It's a little off topic, but, your post reminded me of two interesting items from the world of literary titbits.

Quote:
I shall write a book some day about the appropriateness of names. Geoffrey Chaucer has a ribald ring, as is proper and correct, and Alexander Pope was inevitably Alexander Pope. Colley Cibber was a silly little man without much elegance and Shelley was very Percy and very Byshee.

—James Joyce, quoted in Voices: A Memoir, 'At Sylvia's' by Frederic Prokosch. Joyce was replying to a question from the young author and poet Prokosch "What do you think of Virginia Woolf?" Joyce answered that it was "an impressive name... she married her wolfish husband purely in order to change her name. Virginia Stephens is not a name for an exploratory authoress.


Quote:
We find ourselves in something of a quandary when it comes to making up our minds about the phenomenon which Stekel calls, "the compulsion of the name". What he means by this is the sometimes quite grotesque coincidence between a man's name and his peculiarities or profession.
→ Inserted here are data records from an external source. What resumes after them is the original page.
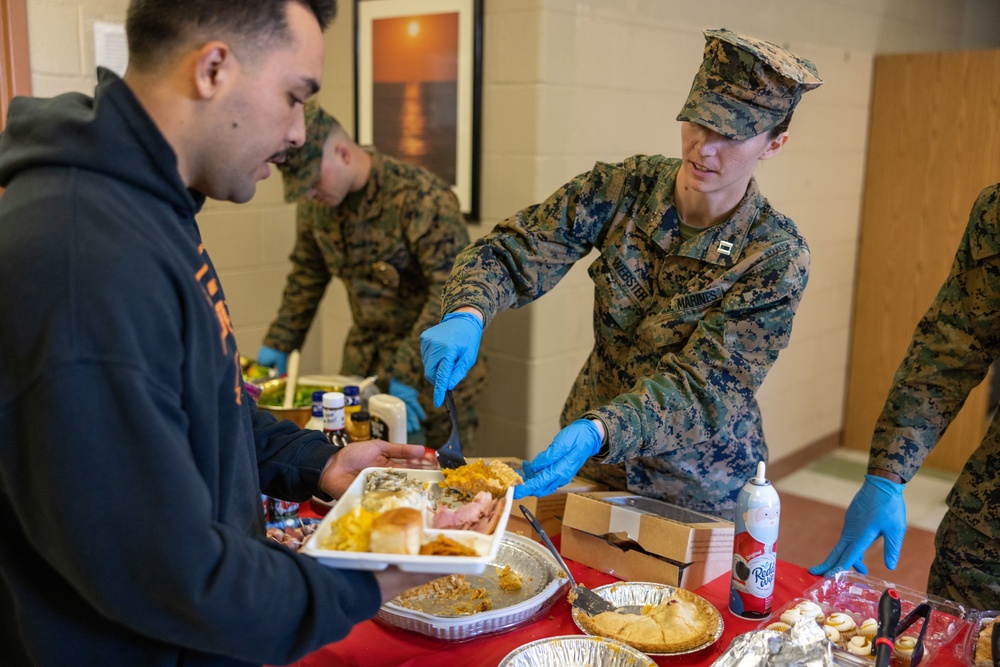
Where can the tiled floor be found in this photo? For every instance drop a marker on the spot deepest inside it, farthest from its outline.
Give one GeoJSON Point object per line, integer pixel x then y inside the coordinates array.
{"type": "Point", "coordinates": [813, 500]}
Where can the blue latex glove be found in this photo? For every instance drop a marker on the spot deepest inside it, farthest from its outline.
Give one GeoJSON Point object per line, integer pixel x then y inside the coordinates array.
{"type": "Point", "coordinates": [415, 414]}
{"type": "Point", "coordinates": [449, 350]}
{"type": "Point", "coordinates": [877, 510]}
{"type": "Point", "coordinates": [268, 356]}
{"type": "Point", "coordinates": [556, 466]}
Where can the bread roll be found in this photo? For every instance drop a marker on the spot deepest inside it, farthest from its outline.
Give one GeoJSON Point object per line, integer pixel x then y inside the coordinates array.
{"type": "Point", "coordinates": [398, 531]}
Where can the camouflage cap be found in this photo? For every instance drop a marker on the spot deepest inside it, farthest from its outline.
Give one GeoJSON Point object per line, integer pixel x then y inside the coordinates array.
{"type": "Point", "coordinates": [746, 86]}
{"type": "Point", "coordinates": [302, 167]}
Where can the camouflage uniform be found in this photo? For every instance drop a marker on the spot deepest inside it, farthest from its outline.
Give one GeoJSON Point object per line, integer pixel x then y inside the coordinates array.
{"type": "Point", "coordinates": [684, 331]}
{"type": "Point", "coordinates": [393, 244]}
{"type": "Point", "coordinates": [952, 350]}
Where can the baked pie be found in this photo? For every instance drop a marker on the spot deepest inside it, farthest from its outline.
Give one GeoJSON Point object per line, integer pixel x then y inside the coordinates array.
{"type": "Point", "coordinates": [682, 622]}
{"type": "Point", "coordinates": [984, 646]}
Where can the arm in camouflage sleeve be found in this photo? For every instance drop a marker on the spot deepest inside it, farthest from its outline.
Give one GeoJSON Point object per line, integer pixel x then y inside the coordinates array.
{"type": "Point", "coordinates": [305, 286]}
{"type": "Point", "coordinates": [952, 349]}
{"type": "Point", "coordinates": [436, 232]}
{"type": "Point", "coordinates": [527, 254]}
{"type": "Point", "coordinates": [720, 367]}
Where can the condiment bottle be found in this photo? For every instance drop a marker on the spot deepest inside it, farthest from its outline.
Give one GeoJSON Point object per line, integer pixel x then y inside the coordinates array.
{"type": "Point", "coordinates": [758, 510]}
{"type": "Point", "coordinates": [388, 418]}
{"type": "Point", "coordinates": [333, 418]}
{"type": "Point", "coordinates": [359, 426]}
{"type": "Point", "coordinates": [316, 417]}
{"type": "Point", "coordinates": [352, 400]}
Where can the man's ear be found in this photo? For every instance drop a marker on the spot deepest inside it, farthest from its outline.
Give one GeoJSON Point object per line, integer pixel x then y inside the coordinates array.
{"type": "Point", "coordinates": [211, 64]}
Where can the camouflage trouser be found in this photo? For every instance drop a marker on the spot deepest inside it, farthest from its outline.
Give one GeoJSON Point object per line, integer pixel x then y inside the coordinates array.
{"type": "Point", "coordinates": [966, 565]}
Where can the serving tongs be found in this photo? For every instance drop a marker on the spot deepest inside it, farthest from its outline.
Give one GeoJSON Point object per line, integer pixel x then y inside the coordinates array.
{"type": "Point", "coordinates": [888, 627]}
{"type": "Point", "coordinates": [583, 598]}
{"type": "Point", "coordinates": [449, 455]}
{"type": "Point", "coordinates": [922, 610]}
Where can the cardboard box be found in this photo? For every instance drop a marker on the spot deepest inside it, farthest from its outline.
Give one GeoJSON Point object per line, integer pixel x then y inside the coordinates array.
{"type": "Point", "coordinates": [548, 510]}
{"type": "Point", "coordinates": [641, 539]}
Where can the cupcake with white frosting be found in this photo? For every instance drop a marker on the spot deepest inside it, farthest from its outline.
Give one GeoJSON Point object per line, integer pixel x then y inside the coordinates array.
{"type": "Point", "coordinates": [903, 650]}
{"type": "Point", "coordinates": [845, 625]}
{"type": "Point", "coordinates": [859, 645]}
{"type": "Point", "coordinates": [812, 610]}
{"type": "Point", "coordinates": [868, 628]}
{"type": "Point", "coordinates": [790, 617]}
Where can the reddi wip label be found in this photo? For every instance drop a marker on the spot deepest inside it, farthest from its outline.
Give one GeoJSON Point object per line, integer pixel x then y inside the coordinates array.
{"type": "Point", "coordinates": [754, 555]}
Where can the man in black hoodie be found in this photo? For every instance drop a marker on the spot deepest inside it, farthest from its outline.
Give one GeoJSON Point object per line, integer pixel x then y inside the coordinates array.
{"type": "Point", "coordinates": [131, 458]}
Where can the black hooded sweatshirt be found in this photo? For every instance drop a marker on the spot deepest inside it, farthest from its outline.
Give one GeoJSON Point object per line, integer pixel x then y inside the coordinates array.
{"type": "Point", "coordinates": [131, 459]}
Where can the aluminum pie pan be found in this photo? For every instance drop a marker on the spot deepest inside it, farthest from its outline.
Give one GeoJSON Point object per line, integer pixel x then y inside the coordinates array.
{"type": "Point", "coordinates": [543, 581]}
{"type": "Point", "coordinates": [642, 593]}
{"type": "Point", "coordinates": [576, 651]}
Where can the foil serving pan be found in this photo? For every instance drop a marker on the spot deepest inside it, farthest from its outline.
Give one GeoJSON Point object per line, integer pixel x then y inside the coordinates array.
{"type": "Point", "coordinates": [542, 582]}
{"type": "Point", "coordinates": [642, 593]}
{"type": "Point", "coordinates": [576, 651]}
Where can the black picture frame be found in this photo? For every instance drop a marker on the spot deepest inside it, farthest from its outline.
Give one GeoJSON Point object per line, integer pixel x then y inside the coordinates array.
{"type": "Point", "coordinates": [418, 87]}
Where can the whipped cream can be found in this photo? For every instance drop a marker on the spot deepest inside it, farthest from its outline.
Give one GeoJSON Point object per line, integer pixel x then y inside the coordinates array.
{"type": "Point", "coordinates": [758, 510]}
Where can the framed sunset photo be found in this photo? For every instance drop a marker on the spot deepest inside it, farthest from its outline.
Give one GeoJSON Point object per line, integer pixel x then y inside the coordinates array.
{"type": "Point", "coordinates": [418, 83]}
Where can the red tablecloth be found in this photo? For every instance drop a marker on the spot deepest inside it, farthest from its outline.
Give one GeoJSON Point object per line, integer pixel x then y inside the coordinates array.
{"type": "Point", "coordinates": [373, 645]}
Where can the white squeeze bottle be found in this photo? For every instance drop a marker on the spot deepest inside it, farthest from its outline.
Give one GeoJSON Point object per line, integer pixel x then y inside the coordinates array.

For instance, Her Gross (Mr Grand) suffers from delusions of grandeur, Herr Kleiner (Mr Small) has an inferiority complex. The Altman sisters marry men twenty years older than themselves. Herr Feist (Mr Stout) is the Food Minister, Herr Rosstauscher (Mr Horsetrader) is a lawyer, Herr Kalberer (Mr Calver) is an obstetrician, Herr Freud (Joy) champions the pleasure-principle, Herr Adler (eagle) the will-to-power, Herr Jung (young) the idea of rebirth, and so on. Are these whimsicalities of chance, or the suggestive effects of a name, as Stekel seems to suggest, or are they meaningful coincidences?